Com curadoria do crítico Adriano Pedrosa e da antropóloga Lilia Moritz Schwarcz, a exposição, segundo seus organizadores, não veio, porém, para explicar, mas para “friccionar”. Histórias coloniais, justifica a antropóloga, “são sempre histórias mestiças, híbridas”. Mas a mostra não dá trégua para uma história em que o nativo é sempre tratado como “portador de uma ?falta? fundamental” e o africano é invariavelmente descrito como “ingovernável”, como observa Lilia Schwarcz.

No mundo contemporâneo, que vê ressurgir teorias racistas, a mostra é uma provocação, admite o curador Adriano Pedrosa. “A própria noção de mestiçagem, definida como o cruzamento de raças e culturas, pode transformar-se numa perigosa ideologia, ao nomear todos os indivíduos como mestiços, apagando diferenças e mascarando, assim, preconceitos de raça, sobretudo no Brasil”, argumenta, lembrando que a exposição – uma soma de objetos de diferentes origens – deriva de outra mostra, Ficciones, que organizou com o crítico Ivo Mesquita mo Museu Nacional Reina Sofia, em Madri, em 1999.

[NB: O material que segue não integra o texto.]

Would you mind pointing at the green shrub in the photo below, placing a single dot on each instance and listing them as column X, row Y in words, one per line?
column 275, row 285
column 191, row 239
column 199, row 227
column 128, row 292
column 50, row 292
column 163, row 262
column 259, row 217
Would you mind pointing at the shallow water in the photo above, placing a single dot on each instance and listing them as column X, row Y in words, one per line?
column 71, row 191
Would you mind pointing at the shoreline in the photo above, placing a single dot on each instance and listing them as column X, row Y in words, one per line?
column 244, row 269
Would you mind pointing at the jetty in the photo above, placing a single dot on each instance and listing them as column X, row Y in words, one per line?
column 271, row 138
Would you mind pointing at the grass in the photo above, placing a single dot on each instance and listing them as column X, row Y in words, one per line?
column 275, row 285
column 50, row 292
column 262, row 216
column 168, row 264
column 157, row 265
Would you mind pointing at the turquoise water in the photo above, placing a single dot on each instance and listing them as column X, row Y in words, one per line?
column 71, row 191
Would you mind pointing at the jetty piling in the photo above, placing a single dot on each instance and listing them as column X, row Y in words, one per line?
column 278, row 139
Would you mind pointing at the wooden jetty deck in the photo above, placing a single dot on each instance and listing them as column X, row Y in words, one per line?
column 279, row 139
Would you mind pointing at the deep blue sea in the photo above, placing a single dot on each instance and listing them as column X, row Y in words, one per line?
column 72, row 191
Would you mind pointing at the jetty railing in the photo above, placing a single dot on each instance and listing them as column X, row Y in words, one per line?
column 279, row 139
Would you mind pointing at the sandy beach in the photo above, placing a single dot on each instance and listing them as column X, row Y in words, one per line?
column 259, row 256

Ficciones, no entanto, era um projeto embrionário sobre o labirinto (antropológico, sociológico) latino. “Esta é uma exposição mais focada no Brasil, em que avançamos além do resgate dos ritos canibais dos tupinambás por Oswald de Andrade.” No novo manifesto antropofágico de Adriano Pedrosa e Lilia Schwarcz, a dupla propõe devorar histórias africanas e ameríndias, seguindo a tendência de descolonização da arte contemporânea, que coloca em segundo plano a narrativa eurocêntrica na arte para incorporar histórias marginais, mestiças.

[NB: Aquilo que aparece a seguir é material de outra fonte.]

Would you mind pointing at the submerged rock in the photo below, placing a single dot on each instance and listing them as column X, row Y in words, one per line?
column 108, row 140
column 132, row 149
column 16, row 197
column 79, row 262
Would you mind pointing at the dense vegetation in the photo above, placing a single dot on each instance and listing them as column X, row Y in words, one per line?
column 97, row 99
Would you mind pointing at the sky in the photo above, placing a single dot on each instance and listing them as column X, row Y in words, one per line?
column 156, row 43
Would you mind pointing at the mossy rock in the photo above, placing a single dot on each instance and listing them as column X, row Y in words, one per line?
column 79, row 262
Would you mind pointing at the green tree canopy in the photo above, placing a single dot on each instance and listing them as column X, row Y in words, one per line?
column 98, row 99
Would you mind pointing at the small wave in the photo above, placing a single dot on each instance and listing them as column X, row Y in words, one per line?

Assim, já na primeira das sete salas da exposição, o visitante vai encontrar um novo mapa em que a América do Norte não aparece ligada à América do Sul, mas ao continente africano, na versão do artista contemporâneo afro-americano Hank Willis Thomas, de 38 anos, ao lado de uma escultura do baiano Emanoel Araújo, que retrata um navio negreiro, e um mapa com o castelo da Mina em Gana, primeira fortificação portuguesa na África. A “fricção” continua na segunda sala da mostra, em que o esboço da tela A Negra (1923), da modernista Tarsila do Amaral, convive com uma máscara africana, o desenho de um velho escravo de Lasar Segall e as representações fantasiosas do primeiro homem americano e de uma mameluca pelo holandês Albert Eckhout (1610-1666).

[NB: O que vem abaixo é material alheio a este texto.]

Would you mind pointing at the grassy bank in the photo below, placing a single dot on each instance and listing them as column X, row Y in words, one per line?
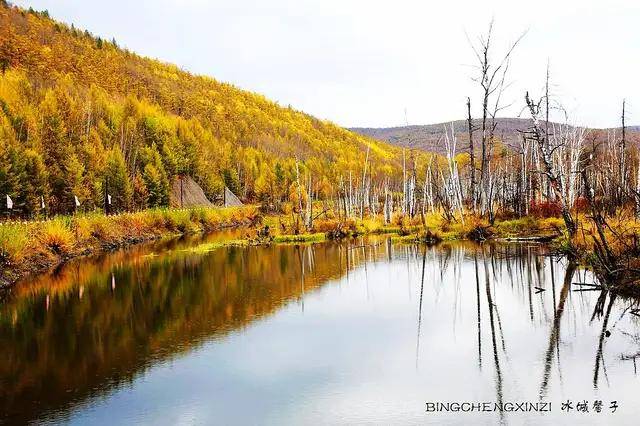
column 29, row 247
column 35, row 246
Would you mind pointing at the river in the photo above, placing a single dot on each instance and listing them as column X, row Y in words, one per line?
column 359, row 332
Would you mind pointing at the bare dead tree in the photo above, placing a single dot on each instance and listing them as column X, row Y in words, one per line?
column 546, row 152
column 492, row 81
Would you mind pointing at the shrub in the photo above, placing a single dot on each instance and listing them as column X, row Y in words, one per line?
column 545, row 209
column 13, row 243
column 57, row 237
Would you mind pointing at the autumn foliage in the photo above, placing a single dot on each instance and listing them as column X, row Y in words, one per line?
column 81, row 116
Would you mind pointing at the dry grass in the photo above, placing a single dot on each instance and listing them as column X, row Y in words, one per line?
column 35, row 245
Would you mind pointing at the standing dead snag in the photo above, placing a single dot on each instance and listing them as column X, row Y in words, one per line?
column 538, row 135
column 492, row 80
column 472, row 158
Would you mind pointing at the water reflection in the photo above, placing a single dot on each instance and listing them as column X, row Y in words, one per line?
column 363, row 331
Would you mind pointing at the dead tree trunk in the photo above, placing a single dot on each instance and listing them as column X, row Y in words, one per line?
column 537, row 135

A exemplo desses dois últimos retratos, pertencentes ao Museu Nacional da Dinamarca, há obras na exposição provenientes de instituições estrangeiras raramente vistas por aqui. E também brasileiras. O Museu Imperial cedeu um retrato da princesa Isabel que, na mostra, teve de se resignar a ficar a alguns centímetros do chão, bem abaixo de uma série de fotos de escravos – uma pequena perversidade do curador Pedrosa. Entre as raridades estão duas pinturas de negras por Volpi e Iberê Camargo. Domina a sala o autorretrato da contemporânea Adriana Varejão, em que a artista pintou o rosto com grafismos indígenas.

Outro contemporâneo selecionado pelos curadores é o performer mineiro Paulo Nazareth, ex-faxineiro, guardador de carro e muambeiro. Mestiço, ele levou índios para a sua sala na Bienal de Veneza (2013) que relatavam para os visitantes a violência sofrida por suas etnias, tema desenvolvido na terceira sala pela fotógrafa Claudia Andujar, ao retratar ianomâmis com números no pescoço (da série Marcados), que remetem às vítimas do nazismo.

“A porta da exposição mostra que nossas histórias mestiças são violentas, marcadas antes pela discriminação do que pela harmonia”, diz Lilia Schwarcz, questionando a nossa “democracia racial”, em que “a possibilidade de inclusão é exclusão”. Apontando para uma gravura do francês Debret, que traz o sofisticado grafismo indígena, ela conclui que um dos grandes desafios da mostra é justamente provocar o público a deixar de lado conceitos consagrados – o construtivismo como herança europeia, por exemplo – para abraçar a arte mestiça. As informações são do jornal O Estado de S. Paulo.